Meski harus berdesak-desakan di tenda sepanjang delapan meter dan hanya beralaskan tikar, warga Desa Malasari, Kecamatan Nanggung, Kabupaten Bogor, lebih memilih mengungsi di tenda dadakan yang didirikan Pemerintah Kabupaten (Pemkab) Bogor. Sebab, dalam sehari mereka bisa merasakan empat sampai lima kali gempa bumi hingga jadi trauma tersendiri.
Sejak Sabtu (10/8), kehidupan warga di barat Kabupaten Bogor itu tak bisa tenang. Makan tak enak, mandi tak tenang, panik lantaran gempa pun terus dirasakan warga. Terparah, sejak Senin sampai Rabu (18-21/8), gempa yang terus terjadi membuat warga trauma. Sampai-sampai banyak yang tidur di teras rumah.
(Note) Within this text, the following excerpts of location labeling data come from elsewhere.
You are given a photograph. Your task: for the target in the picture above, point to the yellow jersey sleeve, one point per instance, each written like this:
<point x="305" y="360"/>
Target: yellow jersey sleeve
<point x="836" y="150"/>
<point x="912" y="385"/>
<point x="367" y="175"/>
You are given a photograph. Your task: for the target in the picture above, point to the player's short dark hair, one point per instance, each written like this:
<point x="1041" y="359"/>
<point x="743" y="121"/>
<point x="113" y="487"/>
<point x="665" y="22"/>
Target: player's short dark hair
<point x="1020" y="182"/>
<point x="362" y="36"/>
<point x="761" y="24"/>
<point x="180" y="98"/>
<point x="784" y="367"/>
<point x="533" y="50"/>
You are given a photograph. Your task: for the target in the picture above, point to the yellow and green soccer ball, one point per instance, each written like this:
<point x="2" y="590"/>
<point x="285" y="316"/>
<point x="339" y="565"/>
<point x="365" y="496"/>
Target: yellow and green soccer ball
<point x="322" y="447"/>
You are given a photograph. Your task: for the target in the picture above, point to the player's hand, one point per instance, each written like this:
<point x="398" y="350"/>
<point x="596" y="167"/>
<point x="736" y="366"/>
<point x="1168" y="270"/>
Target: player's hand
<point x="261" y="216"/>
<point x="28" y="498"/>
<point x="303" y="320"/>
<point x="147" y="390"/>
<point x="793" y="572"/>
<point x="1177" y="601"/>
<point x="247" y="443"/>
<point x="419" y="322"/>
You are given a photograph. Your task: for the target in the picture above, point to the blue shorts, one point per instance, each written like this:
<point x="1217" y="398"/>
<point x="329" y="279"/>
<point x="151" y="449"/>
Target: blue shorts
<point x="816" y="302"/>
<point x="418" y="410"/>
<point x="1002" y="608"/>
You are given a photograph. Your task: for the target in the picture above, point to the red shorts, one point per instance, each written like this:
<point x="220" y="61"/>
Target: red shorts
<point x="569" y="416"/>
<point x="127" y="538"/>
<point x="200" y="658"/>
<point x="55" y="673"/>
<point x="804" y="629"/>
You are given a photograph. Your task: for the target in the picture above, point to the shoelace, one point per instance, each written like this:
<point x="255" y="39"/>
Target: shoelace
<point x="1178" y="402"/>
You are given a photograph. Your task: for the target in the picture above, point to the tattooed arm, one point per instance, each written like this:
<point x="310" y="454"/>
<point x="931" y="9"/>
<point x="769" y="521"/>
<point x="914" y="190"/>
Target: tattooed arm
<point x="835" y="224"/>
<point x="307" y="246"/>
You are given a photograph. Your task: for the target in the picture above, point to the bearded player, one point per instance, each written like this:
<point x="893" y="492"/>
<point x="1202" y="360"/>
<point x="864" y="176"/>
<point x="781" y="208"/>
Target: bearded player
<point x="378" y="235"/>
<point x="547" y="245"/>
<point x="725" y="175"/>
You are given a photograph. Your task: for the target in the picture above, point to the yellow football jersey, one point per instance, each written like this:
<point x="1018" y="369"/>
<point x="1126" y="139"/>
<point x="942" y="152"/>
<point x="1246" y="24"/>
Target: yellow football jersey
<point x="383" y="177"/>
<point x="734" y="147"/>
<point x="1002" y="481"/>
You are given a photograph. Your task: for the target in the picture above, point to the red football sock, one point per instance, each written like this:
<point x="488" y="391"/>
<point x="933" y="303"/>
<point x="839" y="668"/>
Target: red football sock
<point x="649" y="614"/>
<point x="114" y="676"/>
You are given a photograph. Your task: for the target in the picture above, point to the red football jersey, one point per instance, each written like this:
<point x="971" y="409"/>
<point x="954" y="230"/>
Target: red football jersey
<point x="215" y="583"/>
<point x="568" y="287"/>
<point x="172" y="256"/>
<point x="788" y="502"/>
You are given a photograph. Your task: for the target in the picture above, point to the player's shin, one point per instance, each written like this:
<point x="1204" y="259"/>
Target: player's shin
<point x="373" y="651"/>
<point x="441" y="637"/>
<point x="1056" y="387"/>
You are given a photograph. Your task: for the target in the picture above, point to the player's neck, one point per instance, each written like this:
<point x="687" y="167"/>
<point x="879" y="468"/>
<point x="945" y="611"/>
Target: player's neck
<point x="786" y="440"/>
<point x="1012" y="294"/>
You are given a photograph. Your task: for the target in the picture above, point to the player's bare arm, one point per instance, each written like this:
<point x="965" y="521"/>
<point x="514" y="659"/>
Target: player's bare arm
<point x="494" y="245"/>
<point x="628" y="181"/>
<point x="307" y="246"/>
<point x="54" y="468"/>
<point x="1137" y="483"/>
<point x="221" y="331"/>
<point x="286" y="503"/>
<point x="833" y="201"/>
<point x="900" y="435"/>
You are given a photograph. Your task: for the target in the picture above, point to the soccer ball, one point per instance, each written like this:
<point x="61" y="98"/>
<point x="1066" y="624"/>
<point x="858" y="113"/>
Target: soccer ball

Meski jenuh dan capek, belum lagi kondisi tenda yang seadanya, warga memilih tetap bertahan di pengungsian di area terbuka perkebunan teh yang berbatasan langsung dengan Sukabumi karena takut gempa susulan terus terjadi.
“Terakhir Rabu (21/8) malam, trauma mungkin ya, ada tidur di teras rumah sebelum pemda (pemerintah daerah) bikin tenda buat antisipasi. Warga pada milih ke sana. Gempanya terus-terusan sih,” ungkap warga setempat, Faisal.
Belum lagi saat malam. Suasana perkebunan makin malam makin dingin. Beberapa bocah yang tidak nyaman tidur pun sesekali menangis. Namun apa daya, lebih baik tinggal di tenda darurat daripada harus deg-degan tidur di rumah, khawatir gempa susulan.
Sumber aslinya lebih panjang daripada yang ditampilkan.